What this boils down to is that these media are different, and they must be handled differently. Sure, Hench isn’t an adaptation of a Marvel or DC superhero story, but it’s still an adaptation of the genre in question, and genre adaptations still operate on articulable principles that apply to more direct adaptations. It’s simply that they receive less flak for doing do.
When someone is approaching their own creative practice and they wish to do a genre adaptation that doesn’t normally fit into the medium in which they’re working – say, they wish to adapt a story imagined for a dungeon-crawl-heavy video game into prose fiction – it’s necessary to rethink the approach, because a procedural description of thirty or forty individual combats against weak enemies would read more like a manual for pest control than compelling fiction. What is needed isn’t necessarily more action, what’s needed is the internal lives of the characters, an examination of their hopes and fears, and their experience.

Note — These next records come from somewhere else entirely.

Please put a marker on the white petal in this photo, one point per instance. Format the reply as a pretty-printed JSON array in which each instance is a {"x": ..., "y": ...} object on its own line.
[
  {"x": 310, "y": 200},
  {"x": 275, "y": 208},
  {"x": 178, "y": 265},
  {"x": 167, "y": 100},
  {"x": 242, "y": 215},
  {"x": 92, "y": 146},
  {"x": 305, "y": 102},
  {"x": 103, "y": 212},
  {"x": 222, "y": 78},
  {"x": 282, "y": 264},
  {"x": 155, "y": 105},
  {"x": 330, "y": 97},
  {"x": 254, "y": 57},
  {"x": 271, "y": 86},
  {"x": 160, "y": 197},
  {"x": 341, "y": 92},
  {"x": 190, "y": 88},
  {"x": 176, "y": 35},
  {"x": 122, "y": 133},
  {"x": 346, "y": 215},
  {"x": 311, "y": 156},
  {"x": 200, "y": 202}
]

I might offer that the best “dungeon crawl” book is, in fact House of Leaves. Think about it: there’s danger, there are a group of people of differing abilities, there’s a vast and unmapped physical space. It carves out all of the portions of such a story that might conceivably not work in prose fiction and makes heavy use of the tools that are native to that medium (especially the footnote, which simply cannot exist in most other media).
Likewise, the best adaptations find ways to use the limitations and native tools of their medium in a way that takes the place of another medium’s native tools. Disco Elysium, for example, adapts the internal monologue of hard-boiled fiction into a medium that has dialogue trees – this is exactly the sort of innovation that the medium needed, and it’s one that happened by accident (the character designer of the game had to take over after one of the artists left, and designed a “character portrait” for each skill, which invited the format of discussion). The end result is giving the player a great deal of freedom in defining the personality of the central character, while also giving that character an incredible depth that would not otherwise be present, and which has been lacking from the genre since its inception.

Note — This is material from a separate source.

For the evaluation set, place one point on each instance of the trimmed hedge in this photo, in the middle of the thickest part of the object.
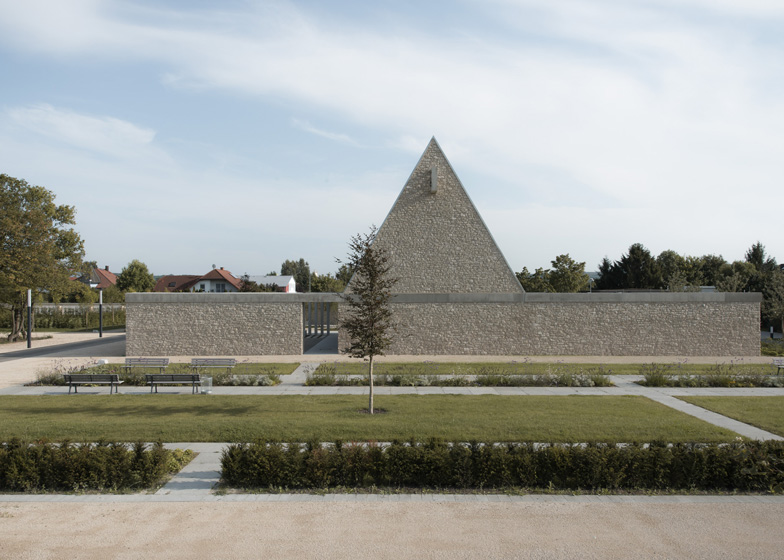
(742, 466)
(72, 467)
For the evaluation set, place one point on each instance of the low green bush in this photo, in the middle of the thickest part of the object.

These are all examples of this being done well – it can, certainly, be done poorly and there is some value to that – but what I’m trying to prove here is that thinking along these lines is a useful and valuable thing for a creative individual to do.
When creating, it is necessary to use your chosen medium to achieve the end you’re aiming for. Certain things work, and certain things don’t. Very clearly, you need to think through this so that you can aim for the former and away from the latter – because if you’re trying to do the latter, you will succeed only in spite of your choices, never because of them.
The ultimate test, frankly, is not whether you can perfectly emulate the features of the story when you have jumped from one medium to another – making the frame of the comic book perfectly match that of the cinematographer, making the bass line of the song match the meter of the poem – but is another matter entirely: can you make the adaptation evoke the right mix of emotions? Can you draw the same feeling out with a completely different set of tools altogether?
That, when you get down to it, is the real question.